I continue to be deep, deep in my mythological mood, so today I’m addressing a question that I’ve been wondering about since I first played Hades: who the heck is Zagreus?
Fans of the game will recognize Zag as the protagonist–his quest to escape the underworld forms the basis of Hades. I’m pretty up on my Greek myths (not an expert by any means, but I like to think I know a fair bit), but Zagreus was the one character I didn’t recognize at all. In fact, I half-wondered if he was an original creation of Supergiant Games. Turns out, he isn’t! Let’s talk about the real mythical Zagreus.

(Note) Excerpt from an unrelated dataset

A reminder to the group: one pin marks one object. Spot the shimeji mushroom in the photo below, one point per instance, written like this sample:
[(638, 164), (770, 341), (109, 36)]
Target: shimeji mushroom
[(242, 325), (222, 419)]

Zagreus actually has a pretty complicated history. The earliest references to a god called Zagreus have him paired up with Gaia (you know, the earth goddess) and list him as “the highest of all the gods.” It’s unclear if that references is meant to paint him as the Big Boss Daddy of all the gods, or merely the greatest god in the Underworld, which he has long been associated with; texts have cited him both as a son of Hades or as merely another name for Hades himself. Then again, he’s also been referred to as an incarnation of Dionysus, a son of Zeus! Whether he’s descended from Zeus or Hades, though, both versions of the character have Persephone as a mother.

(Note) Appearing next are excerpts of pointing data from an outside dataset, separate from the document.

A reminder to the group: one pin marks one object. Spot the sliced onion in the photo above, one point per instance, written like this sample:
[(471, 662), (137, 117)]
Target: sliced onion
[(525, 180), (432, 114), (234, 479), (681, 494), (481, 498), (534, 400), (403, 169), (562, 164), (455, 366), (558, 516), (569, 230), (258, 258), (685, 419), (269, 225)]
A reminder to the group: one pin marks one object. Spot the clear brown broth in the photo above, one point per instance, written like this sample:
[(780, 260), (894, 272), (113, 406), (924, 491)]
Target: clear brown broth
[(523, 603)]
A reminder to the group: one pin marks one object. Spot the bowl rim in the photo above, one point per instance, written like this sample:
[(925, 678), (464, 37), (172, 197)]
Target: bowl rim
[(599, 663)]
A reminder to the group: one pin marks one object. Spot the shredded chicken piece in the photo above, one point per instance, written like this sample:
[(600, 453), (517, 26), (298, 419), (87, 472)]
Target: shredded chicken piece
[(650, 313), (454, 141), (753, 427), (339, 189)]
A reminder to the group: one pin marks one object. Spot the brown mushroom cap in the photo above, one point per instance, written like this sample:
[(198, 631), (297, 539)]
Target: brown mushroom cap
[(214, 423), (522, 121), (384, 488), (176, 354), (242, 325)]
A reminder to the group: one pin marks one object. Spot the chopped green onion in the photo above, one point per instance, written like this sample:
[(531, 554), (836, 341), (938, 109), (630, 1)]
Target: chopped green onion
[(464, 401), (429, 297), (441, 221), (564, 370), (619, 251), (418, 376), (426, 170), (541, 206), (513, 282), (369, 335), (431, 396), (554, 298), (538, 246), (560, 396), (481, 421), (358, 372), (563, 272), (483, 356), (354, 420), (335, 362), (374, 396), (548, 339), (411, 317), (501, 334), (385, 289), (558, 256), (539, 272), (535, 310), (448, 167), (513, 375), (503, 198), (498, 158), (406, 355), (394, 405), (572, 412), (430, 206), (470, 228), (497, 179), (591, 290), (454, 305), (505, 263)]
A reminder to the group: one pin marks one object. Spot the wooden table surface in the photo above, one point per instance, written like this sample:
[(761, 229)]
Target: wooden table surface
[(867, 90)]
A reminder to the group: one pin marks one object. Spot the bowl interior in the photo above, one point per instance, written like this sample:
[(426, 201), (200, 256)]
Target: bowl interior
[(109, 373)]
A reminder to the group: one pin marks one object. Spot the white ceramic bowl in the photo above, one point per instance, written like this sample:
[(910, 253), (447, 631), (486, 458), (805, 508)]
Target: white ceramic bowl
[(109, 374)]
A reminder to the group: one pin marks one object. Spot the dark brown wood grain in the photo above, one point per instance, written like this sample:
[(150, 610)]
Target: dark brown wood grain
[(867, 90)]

One of the main surviving myths of Zagreus is that “incarnation of Dionysus” version. It has its roots in Orphism–a religion that is based on the poetry of the mythological hero Orpheus, who went into the Underworld and returned. Orphism deals quite heavily with Dionysus. Dionysus was the son of Zeus and Persephone, and Zeus was going to make the kid his heir. As one might imagine, Hera wasn’t thrilled about that, so she convinced the Titans to eat the kid up. In anger, Zeus turned the Titans to ash with his lightning; the ash then became humanity. Humanity thus inherits the physical body from the Titans, and a spark of the divine from Dionysus, whose remains were still inside the Titans when they were struck down. Meanwhile, Zeus takes the one remaining part of Dionysus–his heart–and creates a new body for the god.
So, where does Zagreus fit into the Orphic tradition? He’s the ‘original’ Dionysus. The son of Zeus and Persephone, and future ruler of the gods. After he’s devoured and reincarnated, his new form is Dionysus. So, same guy, different bodies. A lot of Orphism revolves around the practitioner attempting to reach enlightenment by undergoing the suffering that Zagreus went through to become Dionysus.
The weird thing is, Orphic texts don’t really refer to a Zagreus; it’s mostly other surviving Greek stories that say that Zagreus was the same as Orphic Dionysus. Or, at least, that’s what the internet is telling me.
A less-pleasant aspect of mythological Zagreus: he’s associated with the capture and consumption of live animals (one text refers to “night-ranging Zagreus and his feasts of raw flesh”). Yuck! However, it does mirror Orphic Zagreus’s own death at the hands of the Titans: devoured alive until only his heart remained.
There’s one more aspect of Zagreus I want to touch on, because its one that the game Hades takes and runs with: he’s apparently pretty dang handsome. That aspect of the character is well-represented in the game!
I wish there was more information out there about this god, especially outside of the Orphic tradition. He sounds interesting, and just the right level of creepy. On the other hand, if the mythology around him hadn’t been so vague, Supergiant might not have picked him as their protagonist; apparently, the ‘blank slate’ nature of his mythology was a major reason why he was chosen as the player character, as it gave the writers freedom in how they used him. I guess it all worked out for the best!